Let N \in \Nset be the size of each sample. Let \mat{A} and \mat{B} be two independent samples of size N of \vect{X}:

\mat{A} = \left(
\begin{array}{cccc}
a_{1,1} & a_{1,2} & \cdots & a_{1, d} \\
a_{2,1} & a_{2,2} & \cdots & a_{2, d} \\
\vdots  & \vdots  & \ddots  & \vdots \\
a_{N,1} & a_{1,2} & \cdots & a_{N, d}
\end{array}
\right), \  \mat{B} = \left(
\begin{array}{cccc}
b_{1,1} & b_{1,2} & \cdots & b_{1, d} \\
b_{2,1} & b_{2,2} & \cdots & b_{2, d} \\
\vdots  & \vdots  & \vdots  & \vdots \\
b_{N,1} & b_{1,2} & \cdots & b_{N, d}
\end{array}
\right)

Each line is a realization of the random vector \vect{X}.

We are now going to mix these two samples to get an estimate of the sensitivity indices.

\mat{E}^i = \left(
\begin{array}{cccccc}
a_{1,1} & a_{1,2} & \cdots & b_{1,i} & \cdots & a_{1, d} \\
a_{2,1} & a_{2,2} & \cdots & b_{2,i} & \cdots & a_{2, d} \\
\vdots  & \vdots  &        & \vdots  & \ddots & \vdots \\
a_{N,1} & a_{1,2} & \cdots & b_{N,i} & \cdots & a_{N, d}
\end{array}
\right), \;
\mat{C}^i = \left(
\begin{array}{cccccc}
b_{1,1} & b_{1,2} & \cdots & a_{1,i} & \cdots & b_{1, d} \\
b_{2,1} & b_{2,2} & \cdots & a_{2,i} & \cdots & b_{2, d} \\
\vdots  & \vdots  &        & \vdots  & \ddots  & \vdots \\
b_{N,1} & b_{1,2} & \cdots & a_{N,i} & \cdots & b_{N, d}
\end{array}
\right)

Several estimators of V_i, V_i^T and V_{-i} are provided by the SobolIndicesAlgorithm implementations:

Specific formulas for \widehat{V}_i, \widehat{VT}_i and \widehat{V}_{-i} are given in the corresponding documentation pages.

The estimator \widehat{V}_{i,j} of V_{i,j} is the same for all these classes:

\widehat{V}_{i,j} = \frac{1}{N-1} \sum_{k=1}^{N} \tilde{g}(\vect{E}_k^i) \tilde{g}(\vect{C}_k^j) - \frac{1}{N} \sum_{k=1}^{N} \tilde{g}(\vect{A}_k) \tilde{g}(\vect{B}_k) - \widehat{V}_i - \widehat{V}_j.
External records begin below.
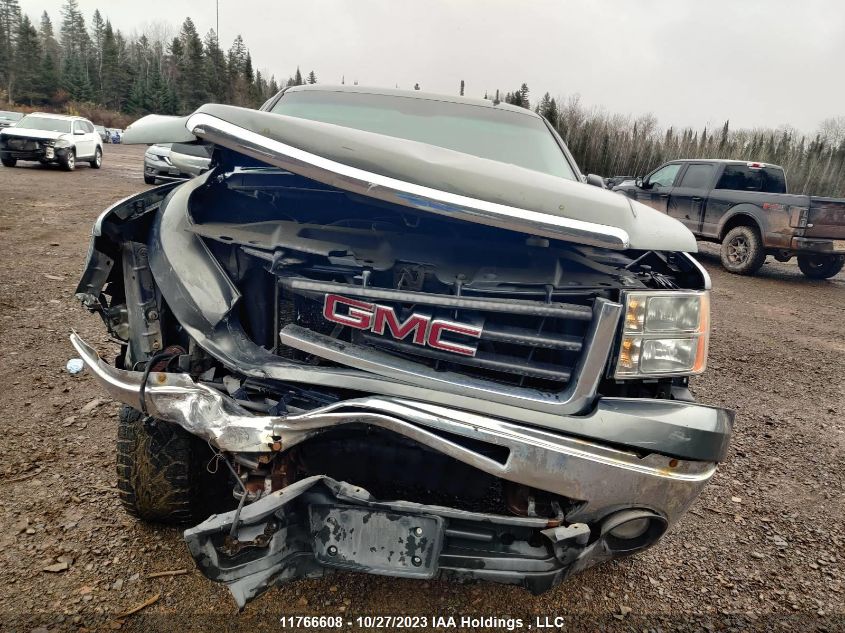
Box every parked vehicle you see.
[71,85,733,606]
[615,160,845,279]
[144,143,178,185]
[0,113,103,171]
[170,143,212,178]
[144,143,211,185]
[604,176,635,189]
[0,110,23,129]
[94,125,111,143]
Notice that the value of the second order conditional variance depends on the estimators \widehat{V}_i and \widehat{V}_j which are method-dependent. This implies that the value of the second order indices may depend on the specific Sobol’ estimator we use.

Centering the output

For the sake of stability, computations are performed with centered output. Let \overline{\vect{g}} be the mean of the combined samples \vect{g}(\mat{A}) and \vect{g}(\mat{B}). Let \tilde{\vect{g}} be the empirically centered function defined, for any \vect{x} \in \Rset^\inputDim, by:

\tilde{\vect{g}}(\vect{x}) = \vect{g}(\vect{x}) - \overline{\vect{g}}.

To estimate the total variance \Var{Y}, we use the computeVariance() method of the Sample \tilde{g}(\mat{A}).